Serata conclusiva l’11 dicembre con uno spettacolo ispirato alla “Gerusalemme liberata” e l’intervento della professoressa Sihem Djebbi: un appuntamento gratuito che unisce teatro, musica e analisi sulla crisi in Medio Oriente
A Vallo della Lucania, la cultura torna a farsi racconto vivo e interrogativo. Giovedì 11 dicembre, nell’Auditorium del Seminario Diocesano, la VIII edizione del Festival della Teologia chiuderà il suo percorso con una serata dal doppio registro: prima l’emozione del teatro e della musica, poi lo sguardo lucido sulla complessità del presente. Un binomio che unisce memoria e attualità, arte e geopolitica, in un appuntamento a ingresso gratuito che inizierà alle 19.30.
La prima parte della serata sarà dedicata a Torquato Tasso e alla sua Gerusalemme liberata, presentata attraverso canti scelti. L’opera, poema in venti canti che racconta la prima crociata e la conquista di Gerusalemme, rivive sulla scena grazie al lavoro firmato da Mico Argirò, con l’adattamento drammaturgico di Nico Caruccio e le musiche originali composte dallo stesso Argirò insieme a Biagio Francia. Sul palco si alterneranno le voci e i corpi di Nico Caruccio, Marialorena Merola, Biagio Francia e Mico Argirò.
La scelta di riportare Tasso al centro dell’attenzione non è casuale. Nel 430° anniversario della sua morte, la Regione Campania ha deciso di valorizzarne la figura con una serie di iniziative inserite nel Piano di Promozione Culturale 2025, finanziato con la L.R. n.7/2003. Tra queste rientra anche il Festival della Teologia, che dedica al poeta ferrarese un omaggio capace di intrecciare letteratura, musica e riflessione contemporanea.
Il dialogo con il presente sarà protagonista della seconda parte della serata.

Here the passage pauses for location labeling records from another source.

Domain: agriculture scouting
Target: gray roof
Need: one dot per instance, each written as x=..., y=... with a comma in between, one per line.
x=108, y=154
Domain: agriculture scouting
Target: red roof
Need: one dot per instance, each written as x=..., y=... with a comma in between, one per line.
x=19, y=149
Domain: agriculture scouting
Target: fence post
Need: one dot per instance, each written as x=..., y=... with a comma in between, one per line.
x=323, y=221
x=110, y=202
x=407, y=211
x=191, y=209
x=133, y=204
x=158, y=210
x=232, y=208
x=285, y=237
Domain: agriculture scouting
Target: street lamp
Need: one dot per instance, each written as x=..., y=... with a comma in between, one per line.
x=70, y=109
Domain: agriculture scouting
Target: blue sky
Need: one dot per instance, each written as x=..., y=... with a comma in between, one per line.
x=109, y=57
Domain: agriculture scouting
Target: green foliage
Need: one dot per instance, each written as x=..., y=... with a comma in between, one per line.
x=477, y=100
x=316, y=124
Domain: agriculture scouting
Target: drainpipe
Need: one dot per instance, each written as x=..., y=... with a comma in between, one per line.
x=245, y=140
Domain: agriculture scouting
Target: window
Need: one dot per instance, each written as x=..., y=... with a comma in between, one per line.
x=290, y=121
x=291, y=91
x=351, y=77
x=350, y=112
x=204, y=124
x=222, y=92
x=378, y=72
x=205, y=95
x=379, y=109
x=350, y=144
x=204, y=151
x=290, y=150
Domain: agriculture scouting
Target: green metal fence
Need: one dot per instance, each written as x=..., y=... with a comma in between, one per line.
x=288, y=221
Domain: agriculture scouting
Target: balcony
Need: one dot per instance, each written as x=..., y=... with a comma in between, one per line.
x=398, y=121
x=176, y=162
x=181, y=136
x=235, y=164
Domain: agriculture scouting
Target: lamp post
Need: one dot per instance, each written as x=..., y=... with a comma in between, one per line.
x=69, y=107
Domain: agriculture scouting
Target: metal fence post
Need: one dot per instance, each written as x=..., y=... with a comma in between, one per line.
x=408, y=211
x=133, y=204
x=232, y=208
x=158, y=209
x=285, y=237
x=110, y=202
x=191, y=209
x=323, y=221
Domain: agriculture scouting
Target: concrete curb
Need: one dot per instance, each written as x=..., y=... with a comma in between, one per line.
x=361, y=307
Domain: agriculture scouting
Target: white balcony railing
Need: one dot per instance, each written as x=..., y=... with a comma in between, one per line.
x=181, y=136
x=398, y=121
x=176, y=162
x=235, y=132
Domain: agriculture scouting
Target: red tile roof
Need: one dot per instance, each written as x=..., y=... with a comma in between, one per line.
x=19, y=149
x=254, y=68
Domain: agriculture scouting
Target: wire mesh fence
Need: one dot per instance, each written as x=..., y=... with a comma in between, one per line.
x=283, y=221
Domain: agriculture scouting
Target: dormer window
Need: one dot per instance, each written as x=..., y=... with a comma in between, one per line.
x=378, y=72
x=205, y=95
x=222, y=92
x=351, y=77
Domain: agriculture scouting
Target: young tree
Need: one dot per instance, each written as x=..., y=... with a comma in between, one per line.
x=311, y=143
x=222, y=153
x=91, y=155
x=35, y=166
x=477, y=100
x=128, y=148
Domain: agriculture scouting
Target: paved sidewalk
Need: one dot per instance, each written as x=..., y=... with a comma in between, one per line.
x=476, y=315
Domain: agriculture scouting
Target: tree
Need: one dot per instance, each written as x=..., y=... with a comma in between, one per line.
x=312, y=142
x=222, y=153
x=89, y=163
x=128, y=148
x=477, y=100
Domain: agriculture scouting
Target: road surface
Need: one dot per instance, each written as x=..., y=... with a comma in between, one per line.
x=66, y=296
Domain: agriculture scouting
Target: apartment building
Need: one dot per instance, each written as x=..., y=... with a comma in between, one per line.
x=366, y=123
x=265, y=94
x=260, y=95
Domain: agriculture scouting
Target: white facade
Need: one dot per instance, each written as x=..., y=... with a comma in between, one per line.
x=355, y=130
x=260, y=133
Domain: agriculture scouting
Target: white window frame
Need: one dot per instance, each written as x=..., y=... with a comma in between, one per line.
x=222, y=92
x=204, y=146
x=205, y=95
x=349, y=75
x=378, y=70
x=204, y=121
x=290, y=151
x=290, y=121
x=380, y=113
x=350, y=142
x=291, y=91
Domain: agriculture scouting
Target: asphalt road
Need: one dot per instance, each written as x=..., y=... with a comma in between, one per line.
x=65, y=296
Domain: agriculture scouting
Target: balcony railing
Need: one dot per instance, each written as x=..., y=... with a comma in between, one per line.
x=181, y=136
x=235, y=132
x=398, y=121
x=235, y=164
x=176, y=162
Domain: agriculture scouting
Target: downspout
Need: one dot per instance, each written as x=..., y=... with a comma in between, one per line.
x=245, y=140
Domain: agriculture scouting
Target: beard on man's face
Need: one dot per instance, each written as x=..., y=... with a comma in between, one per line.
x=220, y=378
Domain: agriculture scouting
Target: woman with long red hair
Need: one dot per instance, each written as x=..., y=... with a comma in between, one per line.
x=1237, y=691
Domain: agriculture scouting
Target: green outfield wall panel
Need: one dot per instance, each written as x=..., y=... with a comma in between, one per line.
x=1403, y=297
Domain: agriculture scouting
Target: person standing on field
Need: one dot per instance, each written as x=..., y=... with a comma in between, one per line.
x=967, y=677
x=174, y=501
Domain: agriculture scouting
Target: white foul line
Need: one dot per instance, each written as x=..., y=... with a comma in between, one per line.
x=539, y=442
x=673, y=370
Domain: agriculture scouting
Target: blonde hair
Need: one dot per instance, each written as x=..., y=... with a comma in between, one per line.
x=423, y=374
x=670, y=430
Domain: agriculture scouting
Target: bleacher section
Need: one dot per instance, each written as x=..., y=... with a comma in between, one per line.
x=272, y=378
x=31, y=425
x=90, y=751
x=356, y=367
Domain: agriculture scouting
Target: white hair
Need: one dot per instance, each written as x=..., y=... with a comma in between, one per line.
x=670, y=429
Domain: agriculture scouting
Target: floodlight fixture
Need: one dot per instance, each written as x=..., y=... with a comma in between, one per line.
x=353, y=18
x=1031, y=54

Dopo l’introduzione di don Bruno Lancuba, responsabile dell’Ufficio di Animazione Culturale della Diocesi, il giornalista Vito Rizzo intervisterà la professoressa Sihem Djebbi, docente di geopolitica all’Università Sorbonne di Parigi. Un confronto pensato per “mettere in relazione i drammi di ieri e di oggi”, con particolare attenzione a ciò che accade in Palestina e nella Striscia di Gaza.
La professoressa Djebbi, esperta di sociologia politica del Nord Africa e del Medio Oriente, migrazioni, conflitti armati, cooperazione internazionale e dialogo cristiano-islamico, insegna anche all’Università di Parigi XIII-Sorbonne, all’Istituto di Studi Politici di Parigi e alla Pontificia Facoltà Teologica dell’Italia Meridionale, sezione «San Luigi» di Napoli. La sua partecipazione offrirà una chiave di lettura aggiornata sulle dinamiche religiose e geopolitiche della Terra Santa, in un momento storico segnato da tensioni e fragilità che richiedono strumenti di comprensione più profondi.
La serata si chiuderà con le conclusioni del Vescovo di Vallo della Lucania, Mons. Vincenzo Calvosa, che porterà il suo contributo a un evento pensato come spazio di riflessione condivisa tra tradizione, fede e sguardo sul mondo.